Mettre en relation propriétaires et passagers, un peu comme pour le co-voiturage. Sauf que l’idée est ici moins de faire un trajet d’un point A à un point B que de vivre une expérience avec des gens partageant la même passion. Que cela dure le temps d’une sortie en mer, d’une croisière ou d’un voyage. Les propriétaires peuvent indiquer si des loisirs – ski nautique, bouée, pêche à la traîne – sont disponibles. Quant aux équipiers, ils précisent leur niveau d’expérience. Une façon pour eux de naviguer à prix modique (en général entre 0 et 75 euros la journée) et pour les propriétaires de couvrir en partie les frais de leur bateau.

Plusieurs sites se partagent actuellement le marché français, chacun avec sa spécificité. Certains entendent proposer des « expériences » et insistent sur l’aspect « convivial » de la démarche. D’autres proposent de « profiter » d’un trajet déjà prévu par un propriétaire de bateau, pour s’y rendre également, gratuitement ou contre faible dédommagement. Des pratiques innovantes, qui séduisent de fait de nombreux propriétaires et amateurs.


Une « uberisation » de la plaisance ?


Pour autant, ces pratiques pourraient menacer nombre de compagnies de transport maritime et d’opérateurs de croisière, qui dénoncent d’ailleurs un flou juridique et une situation de concurrence déloyale. La justice a été saisie ; et dans un arrêt du 12 mai 2013, la Cour de Cassation a assimilé pour l’heure ces nouvelles pratiques au covoiturage.

En clair, tant que l’activité demeure « à but non lucratif » et que les coûts sont « partagés » entre les usagers, la répression des fraudes considère qu’il n’y a pas de concurrence déloyale. Mais la frontière entre « activité à but lucratif » et « partage des coûts » est mince. Comment savoir dès lors si le propriétaire ne fait pas de bénéfices ? « Faute de jurisprudence en la matière, le bon sens doit prévaloir », indique Jérôme Heilikman, juriste spécialisé en droit maritime et président de l’association Legisplaisance.

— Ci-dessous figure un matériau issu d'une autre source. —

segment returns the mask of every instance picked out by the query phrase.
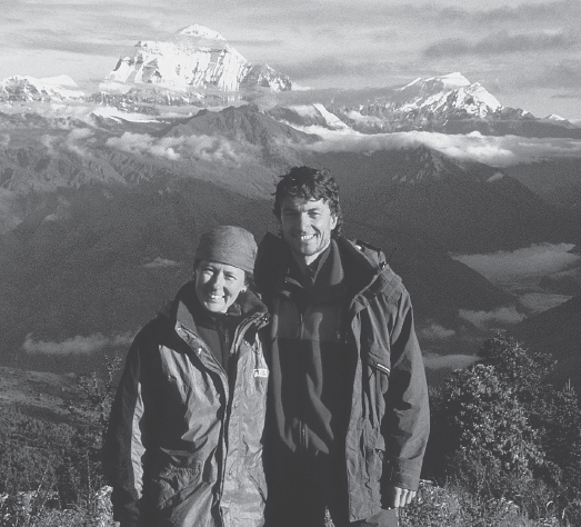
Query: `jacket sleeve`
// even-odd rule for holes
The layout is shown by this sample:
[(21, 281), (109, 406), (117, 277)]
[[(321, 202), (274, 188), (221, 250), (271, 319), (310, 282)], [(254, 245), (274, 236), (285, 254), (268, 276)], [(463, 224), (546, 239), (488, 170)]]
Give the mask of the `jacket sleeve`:
[(398, 294), (388, 302), (391, 375), (382, 431), (391, 479), (385, 483), (417, 490), (430, 435), (428, 385), (410, 296), (403, 286)]
[(146, 445), (140, 340), (138, 335), (128, 352), (103, 445), (103, 474), (113, 487), (113, 518), (121, 527), (140, 526), (142, 515)]

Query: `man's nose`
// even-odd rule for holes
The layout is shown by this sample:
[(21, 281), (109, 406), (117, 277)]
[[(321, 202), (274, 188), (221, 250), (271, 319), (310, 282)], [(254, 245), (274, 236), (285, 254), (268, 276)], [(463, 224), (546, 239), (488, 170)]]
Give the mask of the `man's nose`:
[(301, 230), (304, 230), (309, 226), (309, 215), (299, 216), (299, 227)]
[(216, 274), (212, 277), (212, 286), (222, 287), (224, 285), (224, 276), (221, 272)]

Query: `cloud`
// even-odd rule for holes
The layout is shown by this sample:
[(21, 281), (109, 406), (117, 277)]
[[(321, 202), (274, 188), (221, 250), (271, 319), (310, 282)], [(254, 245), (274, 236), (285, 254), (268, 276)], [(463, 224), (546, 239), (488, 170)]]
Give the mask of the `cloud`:
[(558, 63), (544, 64), (540, 72), (527, 76), (519, 86), (535, 86), (540, 88), (564, 88), (572, 90), (569, 97), (579, 98), (581, 86), (581, 60), (565, 59)]
[(151, 260), (147, 264), (143, 264), (143, 267), (147, 269), (159, 269), (161, 267), (178, 267), (178, 266), (181, 266), (181, 264), (179, 261), (168, 260), (168, 259), (161, 258), (159, 256), (153, 258), (153, 260)]
[(32, 334), (27, 335), (23, 350), (31, 355), (91, 355), (109, 346), (128, 346), (133, 340), (133, 335), (117, 335), (106, 337), (102, 334), (82, 337), (80, 335), (60, 342), (34, 340)]
[(447, 329), (438, 322), (418, 329), (418, 337), (427, 340), (441, 340), (455, 336), (455, 330)]
[(520, 314), (514, 306), (500, 307), (492, 311), (471, 311), (469, 309), (460, 309), (459, 316), (482, 330), (499, 329), (499, 326), (513, 326), (525, 318), (525, 316)]
[(451, 38), (431, 44), (424, 50), (425, 57), (460, 57), (463, 54), (508, 54), (532, 51), (568, 50), (580, 41), (572, 31), (531, 32), (509, 34), (499, 32), (471, 42), (467, 39)]
[(161, 157), (171, 161), (197, 159), (239, 166), (256, 159), (260, 148), (246, 142), (229, 141), (213, 136), (180, 136), (153, 138), (143, 133), (124, 132), (110, 138), (107, 146), (137, 155)]
[(520, 302), (534, 312), (547, 311), (569, 300), (571, 297), (552, 292), (528, 292), (519, 296)]
[(452, 258), (500, 285), (531, 281), (537, 282), (581, 260), (580, 255), (569, 252), (571, 243), (541, 243), (487, 255), (452, 255)]
[(84, 146), (87, 142), (92, 142), (93, 131), (89, 128), (76, 128), (71, 130), (64, 139), (64, 148), (80, 157), (88, 153), (88, 149)]
[(280, 64), (291, 79), (320, 79), (335, 76), (347, 77), (374, 77), (389, 74), (393, 71), (393, 64), (389, 61), (344, 59), (332, 56), (319, 57), (301, 62)]
[(398, 133), (338, 133), (324, 129), (322, 141), (305, 148), (315, 152), (360, 152), (417, 148), (424, 145), (460, 160), (478, 161), (493, 167), (508, 167), (552, 157), (581, 157), (581, 140), (568, 138), (525, 138), (520, 136), (444, 135), (422, 131)]
[(438, 355), (425, 354), (423, 364), (429, 369), (463, 369), (479, 360), (473, 355)]

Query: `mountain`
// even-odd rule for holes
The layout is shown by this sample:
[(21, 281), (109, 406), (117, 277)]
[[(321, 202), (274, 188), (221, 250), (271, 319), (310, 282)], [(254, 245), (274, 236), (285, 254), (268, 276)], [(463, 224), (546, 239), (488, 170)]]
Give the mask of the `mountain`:
[(581, 221), (579, 159), (541, 159), (507, 167), (504, 171), (550, 203), (577, 211)]
[(373, 153), (317, 153), (358, 216), (413, 227), (451, 252), (483, 253), (540, 242), (579, 242), (573, 216), (503, 170), (459, 161), (424, 146)]
[[(367, 95), (363, 101), (343, 99), (347, 99), (345, 95), (337, 93), (322, 102), (328, 112), (362, 133), (478, 131), (487, 136), (581, 138), (581, 128), (571, 122), (539, 119), (524, 110), (503, 107), (479, 82), (470, 82), (458, 72), (419, 78), (402, 88), (388, 90), (381, 97)], [(274, 117), (303, 127), (313, 123), (311, 113), (301, 106), (282, 106), (272, 112)]]
[(190, 26), (168, 42), (142, 40), (136, 47), (136, 56), (119, 59), (109, 73), (102, 84), (106, 91), (117, 83), (220, 91), (292, 88), (287, 76), (267, 64), (252, 64), (221, 34), (202, 26)]
[(581, 296), (531, 317), (511, 329), (525, 347), (557, 359), (553, 381), (570, 380), (581, 394)]
[[(530, 316), (520, 291), (454, 255), (580, 247), (579, 159), (499, 168), (417, 140), (428, 133), (388, 133), (575, 138), (579, 127), (505, 108), (460, 73), (378, 90), (294, 87), (199, 26), (142, 40), (90, 96), (66, 77), (7, 79), (0, 365), (87, 371), (124, 354), (190, 279), (204, 230), (278, 231), (272, 192), (297, 165), (331, 170), (347, 236), (382, 248), (402, 276), (432, 380), (467, 364), (490, 330)], [(559, 268), (533, 286), (578, 295), (579, 277)]]
[[(157, 123), (102, 118), (64, 127), (14, 116), (6, 122), (13, 133), (0, 151), (0, 364), (28, 369), (86, 371), (106, 351), (123, 354), (191, 276), (201, 232), (218, 223), (241, 225), (258, 239), (277, 232), (277, 176), (289, 163), (327, 162), (305, 153), (318, 137), (254, 106)], [(392, 221), (380, 202), (358, 201), (372, 187), (345, 171), (355, 158), (341, 159), (347, 233), (391, 256), (412, 292), (425, 349), (474, 350), (484, 332), (460, 309), (518, 301), (454, 261), (420, 223)], [(381, 181), (373, 185), (379, 196)], [(433, 336), (434, 325), (447, 339)]]

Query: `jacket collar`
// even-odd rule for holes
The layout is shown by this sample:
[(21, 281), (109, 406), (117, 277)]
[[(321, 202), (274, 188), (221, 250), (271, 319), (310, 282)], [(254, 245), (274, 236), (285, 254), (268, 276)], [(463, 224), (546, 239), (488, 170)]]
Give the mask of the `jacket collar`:
[[(385, 264), (381, 251), (372, 251), (339, 235), (333, 236), (341, 264), (344, 268), (349, 289), (353, 294), (374, 296), (378, 292), (391, 295), (401, 284), (401, 279)], [(259, 243), (254, 277), (260, 291), (280, 289), (289, 274), (292, 256), (284, 240), (267, 232)]]

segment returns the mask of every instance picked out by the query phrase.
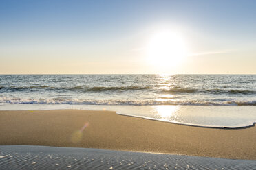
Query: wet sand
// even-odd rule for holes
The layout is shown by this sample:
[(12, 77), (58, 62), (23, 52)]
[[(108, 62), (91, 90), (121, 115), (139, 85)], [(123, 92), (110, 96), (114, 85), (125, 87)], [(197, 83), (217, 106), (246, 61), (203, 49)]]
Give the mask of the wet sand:
[(78, 110), (1, 111), (0, 145), (256, 160), (256, 127), (214, 129)]

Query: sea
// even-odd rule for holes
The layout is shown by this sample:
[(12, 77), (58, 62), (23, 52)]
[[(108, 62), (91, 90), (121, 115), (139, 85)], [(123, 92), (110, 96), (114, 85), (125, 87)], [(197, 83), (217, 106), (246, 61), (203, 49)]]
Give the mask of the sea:
[(256, 75), (0, 75), (0, 110), (54, 109), (248, 127), (256, 122)]

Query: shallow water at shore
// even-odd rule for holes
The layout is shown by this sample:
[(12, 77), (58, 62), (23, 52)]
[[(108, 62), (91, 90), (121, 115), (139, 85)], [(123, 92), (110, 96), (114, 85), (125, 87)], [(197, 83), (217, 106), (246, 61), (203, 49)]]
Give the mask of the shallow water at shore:
[(0, 110), (78, 109), (109, 110), (118, 114), (193, 126), (239, 128), (256, 122), (254, 106), (95, 106), (5, 104)]
[(175, 123), (256, 121), (255, 75), (1, 75), (0, 110), (107, 110)]

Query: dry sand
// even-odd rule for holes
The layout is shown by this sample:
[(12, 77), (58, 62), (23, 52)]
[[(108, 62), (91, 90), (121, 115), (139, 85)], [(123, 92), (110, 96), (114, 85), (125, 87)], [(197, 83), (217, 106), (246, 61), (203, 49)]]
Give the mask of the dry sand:
[(255, 141), (255, 127), (204, 128), (108, 111), (0, 111), (0, 145), (78, 147), (256, 160)]

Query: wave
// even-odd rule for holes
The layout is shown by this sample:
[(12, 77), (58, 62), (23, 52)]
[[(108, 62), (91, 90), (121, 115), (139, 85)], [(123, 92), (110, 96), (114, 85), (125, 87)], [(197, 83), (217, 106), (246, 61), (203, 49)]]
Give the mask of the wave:
[(242, 89), (207, 89), (205, 90), (206, 92), (218, 93), (218, 94), (244, 94), (244, 95), (250, 95), (256, 94), (255, 90), (242, 90)]
[(155, 105), (191, 105), (191, 106), (256, 106), (253, 101), (159, 101), (159, 100), (92, 100), (81, 99), (21, 99), (0, 97), (0, 104), (70, 104), (70, 105), (127, 105), (127, 106), (155, 106)]
[(58, 87), (49, 86), (0, 86), (0, 92), (13, 91), (40, 91), (40, 90), (56, 90), (56, 91), (73, 91), (77, 93), (101, 93), (106, 91), (132, 91), (132, 90), (153, 90), (155, 93), (164, 94), (179, 93), (205, 93), (210, 95), (255, 95), (256, 90), (246, 89), (226, 89), (224, 88), (195, 88), (180, 87), (178, 86), (71, 86)]
[(21, 90), (83, 90), (88, 92), (101, 92), (101, 91), (125, 91), (125, 90), (145, 90), (151, 89), (151, 86), (94, 86), (94, 87), (87, 87), (87, 86), (74, 86), (74, 87), (54, 87), (48, 86), (0, 86), (1, 90), (10, 90), (10, 91), (21, 91)]

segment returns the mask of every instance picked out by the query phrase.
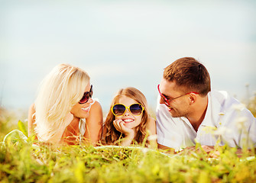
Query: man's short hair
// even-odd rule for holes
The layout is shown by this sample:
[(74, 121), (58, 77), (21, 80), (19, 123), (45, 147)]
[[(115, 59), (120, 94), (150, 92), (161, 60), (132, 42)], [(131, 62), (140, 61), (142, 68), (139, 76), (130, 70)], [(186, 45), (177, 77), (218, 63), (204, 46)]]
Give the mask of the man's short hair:
[(164, 78), (175, 82), (185, 92), (196, 92), (206, 95), (211, 81), (206, 68), (193, 57), (178, 59), (164, 69)]

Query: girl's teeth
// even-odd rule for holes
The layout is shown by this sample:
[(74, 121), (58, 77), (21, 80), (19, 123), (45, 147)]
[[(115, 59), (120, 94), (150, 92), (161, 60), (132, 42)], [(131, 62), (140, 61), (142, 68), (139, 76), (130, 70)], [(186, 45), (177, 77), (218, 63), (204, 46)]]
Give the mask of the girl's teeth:
[(130, 122), (132, 122), (133, 120), (131, 120), (131, 119), (127, 119), (127, 120), (124, 120), (124, 121), (125, 121), (125, 123), (130, 123)]

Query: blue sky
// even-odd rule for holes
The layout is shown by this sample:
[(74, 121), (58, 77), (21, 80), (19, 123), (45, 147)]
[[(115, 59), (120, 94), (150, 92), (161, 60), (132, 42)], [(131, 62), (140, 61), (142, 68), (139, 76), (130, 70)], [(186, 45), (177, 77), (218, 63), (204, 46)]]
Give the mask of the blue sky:
[(0, 98), (28, 108), (40, 82), (70, 63), (92, 79), (108, 111), (115, 92), (134, 86), (154, 108), (163, 69), (193, 56), (212, 88), (238, 99), (256, 91), (254, 1), (0, 0)]

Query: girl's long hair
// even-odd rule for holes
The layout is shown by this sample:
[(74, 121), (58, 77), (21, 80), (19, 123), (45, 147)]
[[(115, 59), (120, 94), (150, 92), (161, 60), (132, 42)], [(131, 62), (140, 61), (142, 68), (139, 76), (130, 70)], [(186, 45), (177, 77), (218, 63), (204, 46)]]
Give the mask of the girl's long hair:
[(138, 143), (142, 143), (143, 140), (147, 134), (146, 125), (149, 120), (149, 113), (147, 109), (147, 104), (145, 96), (137, 88), (133, 87), (128, 87), (126, 88), (120, 89), (115, 97), (114, 98), (109, 114), (107, 115), (105, 122), (104, 124), (104, 130), (102, 134), (102, 144), (105, 145), (113, 145), (118, 143), (118, 140), (122, 137), (122, 133), (118, 131), (113, 125), (113, 120), (115, 120), (115, 115), (111, 111), (111, 108), (118, 103), (118, 100), (122, 97), (128, 97), (141, 104), (144, 108), (141, 124), (136, 127), (136, 135), (134, 140)]
[(64, 117), (83, 97), (88, 74), (69, 64), (60, 64), (42, 81), (35, 101), (35, 133), (41, 141), (50, 139), (64, 126)]

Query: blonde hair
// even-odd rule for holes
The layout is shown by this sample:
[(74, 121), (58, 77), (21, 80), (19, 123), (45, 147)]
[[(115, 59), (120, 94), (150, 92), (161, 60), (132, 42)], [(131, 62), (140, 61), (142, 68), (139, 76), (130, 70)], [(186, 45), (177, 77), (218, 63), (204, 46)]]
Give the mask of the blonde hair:
[(65, 116), (82, 98), (88, 74), (69, 64), (60, 64), (44, 79), (35, 101), (35, 132), (47, 142), (64, 126)]
[(112, 114), (111, 108), (122, 97), (124, 96), (132, 98), (144, 108), (144, 111), (142, 114), (141, 121), (135, 129), (137, 133), (134, 140), (138, 143), (142, 143), (147, 134), (146, 125), (147, 121), (150, 120), (150, 115), (146, 97), (137, 88), (133, 87), (128, 87), (126, 88), (120, 89), (112, 102), (104, 124), (104, 131), (102, 134), (103, 144), (116, 144), (118, 143), (118, 140), (122, 137), (122, 133), (118, 131), (113, 125), (113, 120), (115, 119), (115, 117)]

Un autre point d’interrogation concerne la fonction du propriétaire du bateau et touche au droit du travail. Comme parfois avec l’économie du partage, il pourrait y avoir un risque de précarisation de ses contributeurs. « Le skipper n'est pas un chauffeur », rappelle à cet égard Jérôme Heilikman. Cela veut dire qu’il ne doit pas réaliser un trajet à la demande spécifique d’un « passager ». « Cela s’apparente à une activité commerciale à part entière, devant être déclarée, nécessitant un brevet spécial, du personnel qualifié à bord… mais devant également être rémunérée comme telle et donner droit à une protection sociale », précise le juriste. Le risque pour le propriétaire est aussi de ne pas être couvert par son assurance en cas d’accident. Qu’on se place du point de vue du propriétaire ou des équipiers, le cobaturage doit donc rester à but non lucratif et concerner un trajet qui aurait de toutes les façons été fait.